I didn’t give the comment another thought until months later when the Air Force finally admitted that “the secret test aircraft” that had crashed in the middle of the Nevada desert in 1984 killing the pilot who also happened to be a three-star general – too senior for normal test flights – had actually been a MiG-23.

I asked my operations officer what he thought about the Air Force admission, and again he hinted at the idea that there was something else bigger going on a Tonopah. “They would’ve stuck with the original story otherwise,” he said. “I’m pretty sure they offered up the MiGs hoping the press would stop digging beyond that.” I asked him to put a finer point on the thought, but he just shrugged and said he didn’t know anything more.
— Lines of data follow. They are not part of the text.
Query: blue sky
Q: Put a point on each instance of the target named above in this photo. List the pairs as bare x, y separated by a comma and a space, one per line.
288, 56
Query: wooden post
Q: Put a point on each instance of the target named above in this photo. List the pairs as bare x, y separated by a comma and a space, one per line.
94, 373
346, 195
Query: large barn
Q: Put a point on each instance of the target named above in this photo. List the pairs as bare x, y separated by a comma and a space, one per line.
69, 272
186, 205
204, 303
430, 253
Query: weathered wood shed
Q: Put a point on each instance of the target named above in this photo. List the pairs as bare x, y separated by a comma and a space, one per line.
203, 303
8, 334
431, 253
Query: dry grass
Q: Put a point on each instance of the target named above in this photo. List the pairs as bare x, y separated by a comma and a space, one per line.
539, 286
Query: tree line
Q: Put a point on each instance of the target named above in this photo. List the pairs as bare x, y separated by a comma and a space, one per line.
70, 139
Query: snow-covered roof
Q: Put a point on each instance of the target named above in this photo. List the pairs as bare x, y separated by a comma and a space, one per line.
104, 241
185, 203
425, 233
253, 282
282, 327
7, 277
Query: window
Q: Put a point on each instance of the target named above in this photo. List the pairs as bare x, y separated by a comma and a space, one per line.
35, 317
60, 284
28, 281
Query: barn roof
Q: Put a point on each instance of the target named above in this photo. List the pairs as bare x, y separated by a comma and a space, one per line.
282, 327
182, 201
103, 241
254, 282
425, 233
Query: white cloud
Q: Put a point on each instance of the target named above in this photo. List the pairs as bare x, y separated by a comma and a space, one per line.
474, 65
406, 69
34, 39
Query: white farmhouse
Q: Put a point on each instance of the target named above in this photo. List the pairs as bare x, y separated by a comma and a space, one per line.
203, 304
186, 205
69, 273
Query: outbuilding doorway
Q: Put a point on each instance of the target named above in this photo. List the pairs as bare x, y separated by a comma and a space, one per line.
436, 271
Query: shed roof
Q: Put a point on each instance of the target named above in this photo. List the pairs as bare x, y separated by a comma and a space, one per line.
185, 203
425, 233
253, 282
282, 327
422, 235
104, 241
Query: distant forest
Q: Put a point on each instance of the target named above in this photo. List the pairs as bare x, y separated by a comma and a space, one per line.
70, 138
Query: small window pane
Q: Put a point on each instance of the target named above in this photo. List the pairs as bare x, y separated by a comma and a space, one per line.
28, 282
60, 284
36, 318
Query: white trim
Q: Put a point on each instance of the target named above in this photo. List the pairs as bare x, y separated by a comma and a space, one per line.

Just less than three years later the operations officer’s hunch was proved correct as the U.S. Air Force introduced the F-117 Nighthawk – the first stealth fighter – to the world. It turned out that the Air Force had been developing that amazing new capability since the late 1970s conducting test flights mostly at night out of Tonopah.  Those involved with the program were stationed hundreds of miles away at Nellis Air Force Base outside of Las Vegas and would fly in on a special airliner at the beginning of the work week and fly back home at the end of it. Families had no idea what their service members did during that tour.

F-117s taxi to runway (Photo: USAF)

The F-117 carried the day during Desert Storm in ’91, and the world watched in wonder as DoD released the cockpit footage that showed bombs hitting exactly where the crosshairs were placed while the airplanes penetrated enemy defenses totally unseen by radars.

Even more amazing, especially when considering how information flows in today’s internet age, is how the Air Force managed to keep the Stealth Fighter a secret all those years. (There were a couple of reports of UFOs made by locals over the years, but the Air Force managed to dismiss those.)

Not only was Constant Peg great training for American fighter crews, it provided a cover for the super-secret development of the F-117 – a stroke in sneaky brilliance that saw to the success of a platform that is arguably the most effective and revolutionary in the history of highly classified programs.